Según la agencia surcoreana Yonhap, la Fuerza Aérea de Estados Unidos ha enviado este jueves al este de la península de Corea un avión de reconocimiento WC-135 Constant Phoenix, equipado con los dispositivos para detectar elementos y partículas radiactivas que quedan en el aire tras una prueba nuclear.

El lanzamiento de la aeronave, tiene como misión recoger muestras de la atmósfera para detectar una posible explosión nuclear, fue ordenado en relación con una eventual prueba nuclear que podría llevar a cabo Corea del Norte. Días atrás, el WC-135 Constant Phoenix había arribado a la base aérea de Kadena en Okinawa, Japón.
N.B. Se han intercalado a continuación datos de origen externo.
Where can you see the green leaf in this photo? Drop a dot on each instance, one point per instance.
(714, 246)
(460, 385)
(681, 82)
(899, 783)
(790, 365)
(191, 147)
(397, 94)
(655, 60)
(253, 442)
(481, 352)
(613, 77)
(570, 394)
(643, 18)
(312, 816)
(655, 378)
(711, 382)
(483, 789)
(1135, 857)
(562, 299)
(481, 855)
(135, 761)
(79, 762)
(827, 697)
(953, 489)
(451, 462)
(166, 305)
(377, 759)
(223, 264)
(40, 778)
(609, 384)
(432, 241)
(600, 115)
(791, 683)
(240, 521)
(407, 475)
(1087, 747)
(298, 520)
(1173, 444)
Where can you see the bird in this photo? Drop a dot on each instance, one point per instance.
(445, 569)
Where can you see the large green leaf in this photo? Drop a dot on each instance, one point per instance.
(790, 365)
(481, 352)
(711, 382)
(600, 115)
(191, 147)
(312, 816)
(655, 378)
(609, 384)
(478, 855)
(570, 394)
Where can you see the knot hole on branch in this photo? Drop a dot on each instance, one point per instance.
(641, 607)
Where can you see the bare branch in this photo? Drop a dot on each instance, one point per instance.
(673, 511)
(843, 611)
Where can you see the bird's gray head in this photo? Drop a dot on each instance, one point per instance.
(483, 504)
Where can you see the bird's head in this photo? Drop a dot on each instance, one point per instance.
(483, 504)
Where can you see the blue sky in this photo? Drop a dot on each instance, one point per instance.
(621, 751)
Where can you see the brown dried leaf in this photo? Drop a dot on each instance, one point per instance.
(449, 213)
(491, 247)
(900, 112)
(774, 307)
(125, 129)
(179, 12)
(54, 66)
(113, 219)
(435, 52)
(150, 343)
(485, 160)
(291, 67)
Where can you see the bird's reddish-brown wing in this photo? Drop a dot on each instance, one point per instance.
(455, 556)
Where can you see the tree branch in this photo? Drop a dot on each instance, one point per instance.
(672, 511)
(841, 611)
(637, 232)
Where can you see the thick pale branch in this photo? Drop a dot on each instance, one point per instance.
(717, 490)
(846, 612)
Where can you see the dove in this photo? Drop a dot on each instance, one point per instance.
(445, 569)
La medida norteamericana llega poco después de que Corea del Norte realizara el miércoles un simulacro de un ataque con misil contra EE.UU., supervisado por el líder de este país asiático, Kim Jong-un. Las autoridades norcoreanas mostraron un vídeo en que se ve un misil balístico de alcance intermedio dirigiéndose hacia el territorio estadounidense.
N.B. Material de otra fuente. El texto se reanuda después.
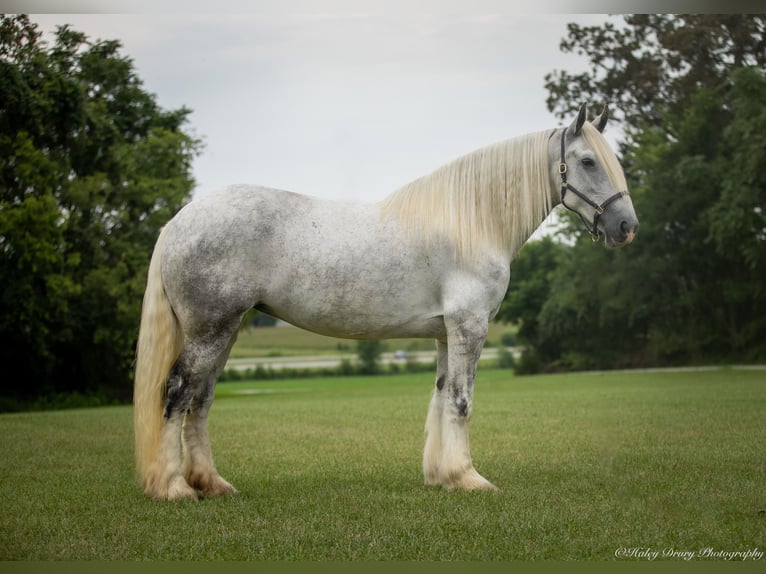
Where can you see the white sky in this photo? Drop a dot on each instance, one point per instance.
(341, 105)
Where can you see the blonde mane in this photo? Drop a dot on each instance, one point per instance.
(597, 142)
(493, 198)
El pasado 9 de abril EE.UU. envió sus buques de guerra a la península coreana ante posibles amenazas militares que ha lanzado Corea del Norte, quien a su vez ha prometido una dura respuesta al respecto. La iniciativa ha desembocado en un gran conflicto regional que también ha incluido a Corea del Sur, Japón, China e incluso Rusia.

Por tanto, Pyongyang aprovechó el desfile militar anual del pasado 15 de abril para mostrar músculo, exponiendo sus últimos logros militares y su alta preparación para responder a cualquier amenaza.

En la mismo desfile histórico, también se presentó una canción sobre Hwasong, las unidades de artillería encargadas de los lanzamientos de misiles balísticos, en la que se elogia la capacidad de vuelo de estas armas. “Tan rápido como un relámpago” para “desafiar al imperialismo”.